Мейер стоял, словно остолбеневший, слова сочувствия и поддержки застряли и не произносились, ему вдруг стало так горько и за него, и за себя, но прежде всего, конечно, за себя, потому что шагни, и там окажешься. И хрупко, и тонко, и зыбко, как по весеннему льду.
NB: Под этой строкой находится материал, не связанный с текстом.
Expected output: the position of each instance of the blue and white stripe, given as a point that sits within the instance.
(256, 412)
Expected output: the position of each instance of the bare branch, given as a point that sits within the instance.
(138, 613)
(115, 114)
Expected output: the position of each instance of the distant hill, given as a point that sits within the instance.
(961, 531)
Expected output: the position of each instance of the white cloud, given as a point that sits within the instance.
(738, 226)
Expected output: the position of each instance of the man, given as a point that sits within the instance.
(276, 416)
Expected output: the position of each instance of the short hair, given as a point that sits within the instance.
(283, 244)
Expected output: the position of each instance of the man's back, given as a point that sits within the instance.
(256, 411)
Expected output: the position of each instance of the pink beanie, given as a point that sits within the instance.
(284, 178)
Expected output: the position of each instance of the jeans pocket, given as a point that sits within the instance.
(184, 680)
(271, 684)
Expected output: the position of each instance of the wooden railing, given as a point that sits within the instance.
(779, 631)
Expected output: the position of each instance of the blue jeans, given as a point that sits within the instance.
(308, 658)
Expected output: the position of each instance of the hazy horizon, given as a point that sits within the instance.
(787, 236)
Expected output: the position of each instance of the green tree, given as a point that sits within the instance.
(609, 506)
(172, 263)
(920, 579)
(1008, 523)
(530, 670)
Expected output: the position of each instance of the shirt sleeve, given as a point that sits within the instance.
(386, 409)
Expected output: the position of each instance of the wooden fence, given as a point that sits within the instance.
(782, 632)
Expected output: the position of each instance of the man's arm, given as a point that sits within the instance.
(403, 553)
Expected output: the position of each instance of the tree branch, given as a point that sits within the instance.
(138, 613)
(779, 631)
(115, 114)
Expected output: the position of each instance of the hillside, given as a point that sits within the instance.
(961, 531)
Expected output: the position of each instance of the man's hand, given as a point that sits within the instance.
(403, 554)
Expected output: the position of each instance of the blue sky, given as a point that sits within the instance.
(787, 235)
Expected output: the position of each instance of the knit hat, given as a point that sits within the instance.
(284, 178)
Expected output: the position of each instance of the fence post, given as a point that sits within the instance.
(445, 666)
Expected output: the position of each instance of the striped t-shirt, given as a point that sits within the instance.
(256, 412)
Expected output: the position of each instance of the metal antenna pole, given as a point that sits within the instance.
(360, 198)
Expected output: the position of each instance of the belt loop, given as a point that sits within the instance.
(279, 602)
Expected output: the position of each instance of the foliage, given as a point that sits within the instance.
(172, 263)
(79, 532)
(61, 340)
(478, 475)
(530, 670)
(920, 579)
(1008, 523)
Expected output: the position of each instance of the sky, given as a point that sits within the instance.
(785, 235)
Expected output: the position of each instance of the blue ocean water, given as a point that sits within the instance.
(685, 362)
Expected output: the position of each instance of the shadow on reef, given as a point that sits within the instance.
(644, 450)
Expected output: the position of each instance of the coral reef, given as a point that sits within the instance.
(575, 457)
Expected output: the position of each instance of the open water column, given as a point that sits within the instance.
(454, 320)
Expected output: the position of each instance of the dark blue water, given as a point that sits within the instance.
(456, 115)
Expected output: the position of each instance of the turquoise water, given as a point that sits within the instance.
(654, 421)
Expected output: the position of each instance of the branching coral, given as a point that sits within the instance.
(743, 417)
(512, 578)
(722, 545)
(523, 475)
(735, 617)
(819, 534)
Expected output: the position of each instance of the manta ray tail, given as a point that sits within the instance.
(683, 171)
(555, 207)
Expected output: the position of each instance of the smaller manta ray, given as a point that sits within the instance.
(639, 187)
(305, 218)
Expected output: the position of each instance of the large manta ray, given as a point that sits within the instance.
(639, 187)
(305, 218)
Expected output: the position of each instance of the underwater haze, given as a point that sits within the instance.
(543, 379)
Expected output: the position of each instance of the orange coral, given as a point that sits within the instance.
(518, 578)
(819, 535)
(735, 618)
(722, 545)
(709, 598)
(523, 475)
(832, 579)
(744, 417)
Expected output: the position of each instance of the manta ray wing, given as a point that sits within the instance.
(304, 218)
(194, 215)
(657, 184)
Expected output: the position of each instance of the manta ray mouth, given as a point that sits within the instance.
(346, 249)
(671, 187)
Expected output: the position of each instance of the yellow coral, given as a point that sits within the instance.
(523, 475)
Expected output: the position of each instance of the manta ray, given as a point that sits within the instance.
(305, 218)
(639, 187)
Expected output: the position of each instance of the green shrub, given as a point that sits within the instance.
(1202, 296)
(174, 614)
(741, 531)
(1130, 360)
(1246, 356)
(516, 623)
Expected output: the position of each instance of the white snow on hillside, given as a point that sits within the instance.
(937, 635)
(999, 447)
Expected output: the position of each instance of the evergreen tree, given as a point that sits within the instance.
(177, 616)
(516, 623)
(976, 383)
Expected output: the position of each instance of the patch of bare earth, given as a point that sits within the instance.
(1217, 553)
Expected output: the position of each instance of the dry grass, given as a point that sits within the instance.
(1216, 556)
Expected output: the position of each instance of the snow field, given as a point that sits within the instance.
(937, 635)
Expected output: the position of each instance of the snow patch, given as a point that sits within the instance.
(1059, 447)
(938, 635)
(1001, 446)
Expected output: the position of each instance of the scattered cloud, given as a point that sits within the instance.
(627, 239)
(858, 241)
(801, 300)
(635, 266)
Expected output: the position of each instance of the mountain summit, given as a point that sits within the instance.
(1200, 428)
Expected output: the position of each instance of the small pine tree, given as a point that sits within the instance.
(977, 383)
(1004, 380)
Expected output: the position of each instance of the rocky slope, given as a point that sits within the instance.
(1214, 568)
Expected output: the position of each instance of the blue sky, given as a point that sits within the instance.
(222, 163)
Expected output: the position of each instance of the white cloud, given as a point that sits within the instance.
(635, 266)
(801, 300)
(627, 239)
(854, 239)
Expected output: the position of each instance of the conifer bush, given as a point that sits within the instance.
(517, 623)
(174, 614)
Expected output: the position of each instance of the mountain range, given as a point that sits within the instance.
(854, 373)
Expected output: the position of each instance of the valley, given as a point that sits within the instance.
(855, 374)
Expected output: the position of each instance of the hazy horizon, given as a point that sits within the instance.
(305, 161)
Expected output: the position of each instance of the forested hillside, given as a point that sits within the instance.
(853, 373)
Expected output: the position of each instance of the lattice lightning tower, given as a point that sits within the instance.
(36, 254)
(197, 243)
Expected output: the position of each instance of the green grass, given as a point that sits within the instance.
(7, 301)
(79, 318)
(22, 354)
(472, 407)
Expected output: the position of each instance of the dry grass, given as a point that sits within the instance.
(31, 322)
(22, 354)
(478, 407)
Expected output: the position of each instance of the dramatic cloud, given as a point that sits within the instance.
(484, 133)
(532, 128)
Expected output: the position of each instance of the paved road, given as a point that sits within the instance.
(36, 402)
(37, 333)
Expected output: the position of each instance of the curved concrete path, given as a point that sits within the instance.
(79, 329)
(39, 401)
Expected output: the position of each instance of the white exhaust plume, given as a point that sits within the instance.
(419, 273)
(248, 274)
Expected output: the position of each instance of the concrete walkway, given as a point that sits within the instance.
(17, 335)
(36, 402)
– Не ищите Алексей Тимофеевич, не важно, да я и тороплюсь, простите меня великодушно, мне бежать надо, ждут меня, – попытался попрощаться Мейер и уже собирался уйти, как Александров достав несколько измятых бумаг, глядя на него своими чистыми, но безумными глазами, схватил его крепко за рукав, торжественно произнес:
– Нашел! Последнее, после этого ни строчки не получается, возьмите, – и он протянул рукопись Мейеру, – возьмите, она Ваша. Я рад, что свиделся с Вами, судьба не иначе.
И с этими словами отпустил руку, и, не прощаясь, ушел, оставив испуганного и озадаченного Мейера в обманчиво желанном одиночестве.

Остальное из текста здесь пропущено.